The actual score: The Spurs won, 89-85.
The Clippers played well for 42 minutes Monday, then they had a complete breakdown in the fourth quarter, going scoreless after the 5:48 mark through the 25.8-second mark, a five-minute drought during which the Spurs turned a seven-point deficit into a five-point lead off a 12-0 run.
Even though the Clippers lost the game, they showed improvement in two vital areas — defense and rebounding.
No one questions the Clippers' ability to score. Chalk those last six minutes up to a bad lapse, an ephemeral dysfunction.
But what's more important here is that over the course of the game, against the defending NBA champions, they showed they can do stuff that they haven't shown much of this season.
The Clippers have the worst rebounding average in the league at 35.7 boards a game. The top rebounding team, the Sacramento Kings, averages more than 10 rebounds a game (47.4) than they do. They were outrebounded in each of their eight preseason games, and each of their six regular season games before playing the Spurs.
Finally, the Clippers outrebounded a team.
Also, defensively, they held a great shooting team to 39.8% on the game, playing the type of defense that Clippers Coach Doc Rivers has been espousing since he took over the team but has only seen in flashes.
"I got a feeling when I watch the fim tonight, I'm going to be really happy defensively," Rivers said. "When I watch on the other end, I'm going to be extremely frustrated — so, just call me in between."
Rivers usually has the opposite problem, having a lineup that boasts great scorers such as Blake Griffin, Chris Paul, Jamal Crawford and J.J. Redick.

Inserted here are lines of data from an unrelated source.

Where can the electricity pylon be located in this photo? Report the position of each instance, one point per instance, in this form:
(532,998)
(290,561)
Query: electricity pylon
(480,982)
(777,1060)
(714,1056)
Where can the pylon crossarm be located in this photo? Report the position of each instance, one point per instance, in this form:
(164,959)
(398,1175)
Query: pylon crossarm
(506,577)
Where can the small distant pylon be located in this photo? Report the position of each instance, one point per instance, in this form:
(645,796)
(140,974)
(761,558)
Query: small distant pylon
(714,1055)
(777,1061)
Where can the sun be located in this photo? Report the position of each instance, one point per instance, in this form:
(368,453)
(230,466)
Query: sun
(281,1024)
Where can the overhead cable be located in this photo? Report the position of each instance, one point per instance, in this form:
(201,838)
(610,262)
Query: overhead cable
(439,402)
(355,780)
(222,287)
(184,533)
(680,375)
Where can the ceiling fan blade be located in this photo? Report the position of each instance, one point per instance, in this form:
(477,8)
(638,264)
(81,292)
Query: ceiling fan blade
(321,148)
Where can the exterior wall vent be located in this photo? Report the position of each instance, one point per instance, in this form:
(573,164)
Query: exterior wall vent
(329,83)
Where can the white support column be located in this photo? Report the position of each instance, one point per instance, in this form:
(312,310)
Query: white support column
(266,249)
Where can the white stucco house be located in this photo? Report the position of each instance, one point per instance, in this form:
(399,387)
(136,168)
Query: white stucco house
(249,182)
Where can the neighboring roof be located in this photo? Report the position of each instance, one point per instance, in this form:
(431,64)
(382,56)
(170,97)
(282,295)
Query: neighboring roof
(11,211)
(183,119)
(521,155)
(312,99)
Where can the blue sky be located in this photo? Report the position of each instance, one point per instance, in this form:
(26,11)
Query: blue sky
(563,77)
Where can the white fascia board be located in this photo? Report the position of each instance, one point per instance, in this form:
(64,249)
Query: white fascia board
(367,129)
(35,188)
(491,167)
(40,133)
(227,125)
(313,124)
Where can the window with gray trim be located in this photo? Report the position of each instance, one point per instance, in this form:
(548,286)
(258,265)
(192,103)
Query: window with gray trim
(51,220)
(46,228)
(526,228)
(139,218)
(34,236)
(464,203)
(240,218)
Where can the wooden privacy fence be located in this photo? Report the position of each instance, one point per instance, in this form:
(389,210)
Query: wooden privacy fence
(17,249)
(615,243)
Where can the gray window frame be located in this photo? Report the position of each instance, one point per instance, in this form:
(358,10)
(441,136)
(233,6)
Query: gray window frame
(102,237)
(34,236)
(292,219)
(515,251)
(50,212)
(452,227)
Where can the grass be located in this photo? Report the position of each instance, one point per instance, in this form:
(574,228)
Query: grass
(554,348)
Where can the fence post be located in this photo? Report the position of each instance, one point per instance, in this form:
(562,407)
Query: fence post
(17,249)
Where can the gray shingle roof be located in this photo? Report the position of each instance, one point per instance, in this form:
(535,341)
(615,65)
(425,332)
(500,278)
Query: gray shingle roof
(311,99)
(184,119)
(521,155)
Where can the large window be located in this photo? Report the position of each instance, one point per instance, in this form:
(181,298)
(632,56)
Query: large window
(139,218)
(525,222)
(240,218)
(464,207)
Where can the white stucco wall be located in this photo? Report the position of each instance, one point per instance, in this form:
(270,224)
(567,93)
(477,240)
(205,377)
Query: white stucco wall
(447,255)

In fact, it seemed as though Monday the Clippers excelled in the areas they normally struggle in, and struggled in the areas in which they normally excel.
Chris Paul entered Monday's game with 63 assists to five turnovers for an assist-per-turnover ratio of 12.60. Then against the Spurs, he committed four turnovers, including some vital ones down the stretch.
Sure, that led to the Clippers losing the game. But the big takeaway for Rivers was that the Clippers can be good in the areas that they're not known to be good at.